Aidan’s glance over was full of heat. “Exactly.” He grabbed a pair of controllers and tossed Levi one.

And okay. Even if Mo had texted, this was Aidan saying nothing between them had changed.

They were still going to play video games.

Levi was still going to beat Aidan. Aidan would still pout in a way that shouldn’t have been sexy and cute, yet was.

And after, Levi would drag a very willing Aidan to bed.

After their orgasms, they’d curl up together and everything would be normal.

Would be right.

You’re fucked, Logan’s voice echoed in his head.

But Levi pushed the thought away. He didn’t need his brothers chiming in—didn’t matter if it was real or not—not when he already felt acutely how fucked he actually was.

Aidan booted up the game, and it was a testament to truly how fine and normal everything was, because he played just as shitty as he usually did.

But this time, Levi didn’t have his own head screwed on straight and he played even worse.

Aidan beat him twice in a row before he finally managed to pull out a hard-fought victory in their third game.

“Ha!” Aidan crowed smugly. “See! Ninety percent, my ass.”

“You just lost,” Levi reminded him. But then he’d won twice before that. Aidan didn’t need to remind him of what one out of three actually came out to percentage-wise.

“Still,” Aidan said, grinning obnoxiously. It was evidence of his fucked-up mental state that even that was doing it for him.

“And you cheated,” Levi pointed out. He nudged Aidan’s thigh with his own, where it had pressed hot and insistent the whole fucking game.

Levi’s thighs were bigger. Just about everything on him was bigger.

That wasn’t bragging; that was just facts.

But Aidan’s thigh was still gorgeous. Slim but firm.

Rippling with muscle. Muscle that Levi wanted to lean down and bite.

Just nibble right along the tendon until he reached the hem of Aidan’s shorts.

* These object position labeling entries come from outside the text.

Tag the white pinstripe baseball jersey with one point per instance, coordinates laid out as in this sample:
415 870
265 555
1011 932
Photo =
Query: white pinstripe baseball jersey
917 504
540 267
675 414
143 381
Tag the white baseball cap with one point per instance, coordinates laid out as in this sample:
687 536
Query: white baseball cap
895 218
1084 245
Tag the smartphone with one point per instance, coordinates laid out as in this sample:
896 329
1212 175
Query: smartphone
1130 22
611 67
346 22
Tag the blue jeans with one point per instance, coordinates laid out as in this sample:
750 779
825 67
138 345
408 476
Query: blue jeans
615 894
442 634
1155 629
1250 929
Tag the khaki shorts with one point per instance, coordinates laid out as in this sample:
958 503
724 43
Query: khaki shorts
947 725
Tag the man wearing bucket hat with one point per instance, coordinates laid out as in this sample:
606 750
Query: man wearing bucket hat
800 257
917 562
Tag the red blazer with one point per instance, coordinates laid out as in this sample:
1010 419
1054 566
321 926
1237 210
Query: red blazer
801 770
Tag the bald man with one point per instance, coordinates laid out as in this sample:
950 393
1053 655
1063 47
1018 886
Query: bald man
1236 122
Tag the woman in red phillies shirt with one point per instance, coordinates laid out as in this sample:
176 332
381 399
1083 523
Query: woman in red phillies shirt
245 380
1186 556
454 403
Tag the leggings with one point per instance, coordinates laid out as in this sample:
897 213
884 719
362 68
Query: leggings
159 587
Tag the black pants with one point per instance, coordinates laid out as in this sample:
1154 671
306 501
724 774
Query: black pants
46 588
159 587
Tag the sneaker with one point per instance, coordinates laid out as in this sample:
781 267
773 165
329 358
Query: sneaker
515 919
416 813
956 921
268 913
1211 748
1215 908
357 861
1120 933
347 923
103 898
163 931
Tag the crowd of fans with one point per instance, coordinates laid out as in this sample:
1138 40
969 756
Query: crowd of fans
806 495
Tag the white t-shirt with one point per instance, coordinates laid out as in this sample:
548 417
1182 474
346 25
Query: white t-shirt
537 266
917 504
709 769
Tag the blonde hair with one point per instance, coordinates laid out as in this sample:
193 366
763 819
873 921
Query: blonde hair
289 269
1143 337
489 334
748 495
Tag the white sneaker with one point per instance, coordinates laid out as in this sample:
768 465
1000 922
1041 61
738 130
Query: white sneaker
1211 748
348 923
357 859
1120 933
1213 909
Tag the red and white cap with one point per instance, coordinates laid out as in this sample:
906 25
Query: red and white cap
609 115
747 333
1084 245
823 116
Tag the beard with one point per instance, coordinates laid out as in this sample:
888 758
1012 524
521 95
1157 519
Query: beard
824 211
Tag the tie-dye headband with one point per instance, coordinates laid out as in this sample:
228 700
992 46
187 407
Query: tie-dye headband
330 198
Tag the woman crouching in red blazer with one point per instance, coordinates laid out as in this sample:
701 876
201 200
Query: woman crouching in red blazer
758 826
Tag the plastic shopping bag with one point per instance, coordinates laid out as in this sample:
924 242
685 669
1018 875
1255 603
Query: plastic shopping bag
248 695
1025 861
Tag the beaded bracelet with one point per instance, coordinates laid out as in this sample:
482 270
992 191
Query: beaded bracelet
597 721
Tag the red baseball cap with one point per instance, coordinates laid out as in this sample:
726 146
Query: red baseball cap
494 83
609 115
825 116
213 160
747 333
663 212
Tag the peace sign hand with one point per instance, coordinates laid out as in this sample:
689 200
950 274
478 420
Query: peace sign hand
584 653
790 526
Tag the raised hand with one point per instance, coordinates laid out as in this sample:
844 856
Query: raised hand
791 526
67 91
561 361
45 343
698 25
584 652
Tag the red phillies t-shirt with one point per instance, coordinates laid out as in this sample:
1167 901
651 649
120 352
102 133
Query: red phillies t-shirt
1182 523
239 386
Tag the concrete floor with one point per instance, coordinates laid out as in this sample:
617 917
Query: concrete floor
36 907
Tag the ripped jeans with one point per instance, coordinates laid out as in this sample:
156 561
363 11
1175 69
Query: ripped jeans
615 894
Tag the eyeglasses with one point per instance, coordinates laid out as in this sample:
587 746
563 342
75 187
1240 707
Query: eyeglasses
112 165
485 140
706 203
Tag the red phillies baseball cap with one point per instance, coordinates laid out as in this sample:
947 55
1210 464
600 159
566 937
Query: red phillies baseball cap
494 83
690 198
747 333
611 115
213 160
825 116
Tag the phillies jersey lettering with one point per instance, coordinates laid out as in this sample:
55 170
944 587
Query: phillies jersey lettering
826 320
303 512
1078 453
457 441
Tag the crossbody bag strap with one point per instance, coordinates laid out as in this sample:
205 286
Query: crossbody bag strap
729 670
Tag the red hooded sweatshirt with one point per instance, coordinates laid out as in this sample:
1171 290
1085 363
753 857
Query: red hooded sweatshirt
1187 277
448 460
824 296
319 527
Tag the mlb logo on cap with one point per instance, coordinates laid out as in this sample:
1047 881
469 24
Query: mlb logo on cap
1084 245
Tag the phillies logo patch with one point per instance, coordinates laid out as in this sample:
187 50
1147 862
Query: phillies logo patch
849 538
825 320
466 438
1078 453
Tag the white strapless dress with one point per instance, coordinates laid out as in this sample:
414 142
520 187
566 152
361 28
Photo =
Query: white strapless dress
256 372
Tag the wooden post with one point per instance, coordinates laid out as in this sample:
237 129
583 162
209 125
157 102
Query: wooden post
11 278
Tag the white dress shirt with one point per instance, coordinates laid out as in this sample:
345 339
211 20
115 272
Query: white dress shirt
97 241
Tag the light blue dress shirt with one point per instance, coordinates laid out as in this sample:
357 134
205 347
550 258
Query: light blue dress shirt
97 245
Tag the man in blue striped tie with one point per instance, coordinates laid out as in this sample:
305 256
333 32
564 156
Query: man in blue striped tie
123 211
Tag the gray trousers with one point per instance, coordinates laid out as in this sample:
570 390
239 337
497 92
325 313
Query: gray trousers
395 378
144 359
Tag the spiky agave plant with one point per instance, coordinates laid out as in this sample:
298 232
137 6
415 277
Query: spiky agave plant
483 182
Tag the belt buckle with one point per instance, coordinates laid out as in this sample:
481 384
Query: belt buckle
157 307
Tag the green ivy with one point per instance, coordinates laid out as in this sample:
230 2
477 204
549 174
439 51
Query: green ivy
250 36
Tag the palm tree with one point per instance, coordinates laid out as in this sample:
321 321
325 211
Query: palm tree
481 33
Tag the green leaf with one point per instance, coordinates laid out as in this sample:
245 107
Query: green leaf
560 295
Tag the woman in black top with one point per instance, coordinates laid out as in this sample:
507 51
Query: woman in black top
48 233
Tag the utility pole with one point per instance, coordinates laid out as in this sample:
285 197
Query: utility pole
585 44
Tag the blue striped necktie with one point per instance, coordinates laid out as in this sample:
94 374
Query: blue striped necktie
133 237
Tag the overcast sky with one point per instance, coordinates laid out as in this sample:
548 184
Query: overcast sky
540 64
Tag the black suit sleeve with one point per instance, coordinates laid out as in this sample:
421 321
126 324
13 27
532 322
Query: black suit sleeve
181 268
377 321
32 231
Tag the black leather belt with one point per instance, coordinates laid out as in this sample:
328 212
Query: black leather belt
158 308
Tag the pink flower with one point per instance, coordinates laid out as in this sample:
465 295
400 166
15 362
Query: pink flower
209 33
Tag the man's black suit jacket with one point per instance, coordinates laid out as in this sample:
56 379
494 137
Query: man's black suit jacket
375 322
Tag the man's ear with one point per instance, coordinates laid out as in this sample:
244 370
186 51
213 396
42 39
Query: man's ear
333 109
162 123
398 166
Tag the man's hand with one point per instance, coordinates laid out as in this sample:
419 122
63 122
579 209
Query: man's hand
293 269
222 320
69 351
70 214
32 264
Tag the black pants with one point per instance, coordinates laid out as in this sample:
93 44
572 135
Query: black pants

“Did I cheat though?” Aidan looked very proud of himself.

Levi glanced down. Aidan’s shorts might not have been nearly as short as Levi’s. It would take some work and Levi would be very happy to dedicate himself to the task, no matter how long it took.

“And you still lost.”

Aidan grinned. “Not sure I did, bro.”

“Bro!” Levi squawked and rolled over, pressing Aidan to the couch.

Aidan’s forehead tipped against his, and it was so easy, so right, the most natural fucking thing in the world to kiss him then.

He was fine.

He was fine.

Aidan had told himself when Mo’s text came in that he was, thinking something along the lines of fake it til you make it, but the weirdest part was that he was.

Not just because Levi had just sucked his soul out of his dick, either. He’d been fine before that, too. Fine enough that he’d played better at Mario Kart than he could remember doing before.